琴仙于是哀哀切切,写了几封信与子玉、子云、蕙芳诸人,要他们专人来接他回去;子云信内并封着屈道翁遗言。写了一天,刘喜托便寄了。后来寺中又作起法事来,男女混杂,游人挤满,琴仙屋里常有人来张张望望的,琴仙好不气闷。刘喜见度日艰难,就算京里有人来接他们,也须两月之久,就到年底去了;便想出个法子,卖了两件衣裳,就借寺门口,摆了一个小摊,卖些水果、干果之类,一天也可趁得百十钱,借以糊口。琴仙在寓里也安心守着这一粥一饭,闲时写字画画,唯觉身上衣单,不能添制。

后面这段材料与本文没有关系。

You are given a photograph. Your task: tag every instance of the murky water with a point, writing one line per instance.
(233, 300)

一日,侯石翁自苏州回来,闻知琴仙还在寺里,已到衣食不周,心上又念着他。因前次送他米炭等物,倒去碰个钉子,虽然怀恨,但爱根未断,只得老了面皮,带了二十金,叫小童拿了,乘轿而来。
到了门口,只见刘喜摆着个小摊子,无非乌菱、荸荠、瓜子、花生之类。又见壁上挂了几张画,倒是生纸画的花卉,颜色鲜明,颇为可观。便问刘喜道:“这是谁画的?”刘喜道:“大爷画的。二十钱一张纸,弃了可惜,我拿来挂在这里。昨日倒有人说好,买了两张去,一张牡丹卖了二百钱,一张梅花卖了一百五十钱。还有人要定画八幅屏,他拿纸来,肯出两千钱呢。这个画画开了,比这摊子就好多了。”石翁只微笑。进来见琴仙在那里调脂弄粉,石翁眯齐了老眼,看他觉比从前胜了几分,从前像个葵心带病,此刻依然梅萼含香,就觉得翠袖寒生,缟衣雪素的光景。琴仙见了石翁,心里老大的一跳,只得上前见礼。石翁忘了前情,又握了他的手,说了几句话,坐了。琴仙勉强陪着,面上却是冷冰的。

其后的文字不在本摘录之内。